In creating the exhibition, the V&A has worked in partnership with iconic clothing brand Levi’s. Since their invention by Levi Strauss & Co. in 1873, jeans have become one of the most recognisable items of clothing in the world. The brand’s association with individuality and rebellion makes it the perfect partner. Director of the V&A, Martin Roth, said of the partnership: “The brand, which has such resonance with many of the cultural and social changes taking place during the period covered by the exhibition, is a very fitting sponsor”.
The V&A has also joined forces with Sennheiser, one of the world’s leading manufacturers of headphones, microphones and wireless transmission systems, to provide a completely immersive experience for visitors. Its audio guide system will immerse visitors in the sights and sounds of the late 1960s using a special system which adapts the music to the listener’s location in the gallery.

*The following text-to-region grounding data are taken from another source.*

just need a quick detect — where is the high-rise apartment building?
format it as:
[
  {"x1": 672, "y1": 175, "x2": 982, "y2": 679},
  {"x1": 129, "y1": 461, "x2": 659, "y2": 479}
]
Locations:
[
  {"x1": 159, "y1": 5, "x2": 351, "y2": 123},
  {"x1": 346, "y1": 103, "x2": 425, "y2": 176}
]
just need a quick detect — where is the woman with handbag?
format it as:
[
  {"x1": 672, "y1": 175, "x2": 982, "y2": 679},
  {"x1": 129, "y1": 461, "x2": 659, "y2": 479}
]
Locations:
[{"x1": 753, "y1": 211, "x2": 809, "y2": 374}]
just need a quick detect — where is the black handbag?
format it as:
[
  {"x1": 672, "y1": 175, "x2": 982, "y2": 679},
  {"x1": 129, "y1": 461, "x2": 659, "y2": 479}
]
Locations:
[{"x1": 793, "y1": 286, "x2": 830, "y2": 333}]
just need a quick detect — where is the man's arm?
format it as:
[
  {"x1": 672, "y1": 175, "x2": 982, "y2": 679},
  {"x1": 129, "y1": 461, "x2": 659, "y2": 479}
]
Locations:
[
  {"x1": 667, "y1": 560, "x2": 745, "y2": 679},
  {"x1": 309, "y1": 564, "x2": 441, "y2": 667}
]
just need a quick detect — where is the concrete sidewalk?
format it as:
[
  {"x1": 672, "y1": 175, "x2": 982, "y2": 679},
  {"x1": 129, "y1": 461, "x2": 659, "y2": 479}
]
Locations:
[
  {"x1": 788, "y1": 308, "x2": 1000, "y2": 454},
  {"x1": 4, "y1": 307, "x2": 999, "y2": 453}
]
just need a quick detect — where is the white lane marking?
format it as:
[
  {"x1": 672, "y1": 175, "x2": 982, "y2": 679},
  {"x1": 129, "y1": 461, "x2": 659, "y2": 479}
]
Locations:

The exhibition opens with a recreation of Carnaby Street and focuses on the revolution in youth identity in 1966. The thriving fashion scene and rise of influential figures like Twiggy and Mick Jagger led companies to aim their designs towards the younger generation. As well as iconic outfits and stage costumes, photographs by David Bailey and artwork by Bridget Riley will also feature. The second section focuses on clubs and counterculture and explores themes of experimentation and alternative lifestyles. Drugs, psychedelia and pirate radio exhibits surround the central installation, an evocation of London’s notorious UFO club.
Politics is the focus of the third section, with the spotlight placed on the dramatic demonstrations in Paris during the 1968 student riots and the anti-Vietnam movement. Newsreel footage and protest propaganda are used to vividly portray the wide-spread reach of youth solidarity. This exhibition environment is followed by a section on consumerism, which boomed during the late 60s following the arrival of the credit card. Here visitors will explore the excess of the Montreal and Osaka World Expos and their futuristic approach to consumerism.
In the fifth section, the focal point will be the monumental Woodstock, which saw more than 400,000 people come together for four days of peace and music. The exhibition will goes behind the scenes to reveal the organisation behind the record-breaking event as well as showcasing some of the costumes worn by the iconic performers. The exhibition draws to a close with an exhibit on the spread of the British alternative culture to the West Coast of the USA. Living in conjunction with the pioneers of modern computing, exhibits like a rare Apple 1 computer are contrasted with the hedonistic sounds of The Mamas and Papas’ California Dreamin’.
As the world’s leading museum of art, design and performance with collections unrivalled in their scope and diversity, the V&A is the perfect setting for this vast and immersive exhibition. Prepare to experience the late 60s in their finest moments, as the revolutionary era that rocked the world.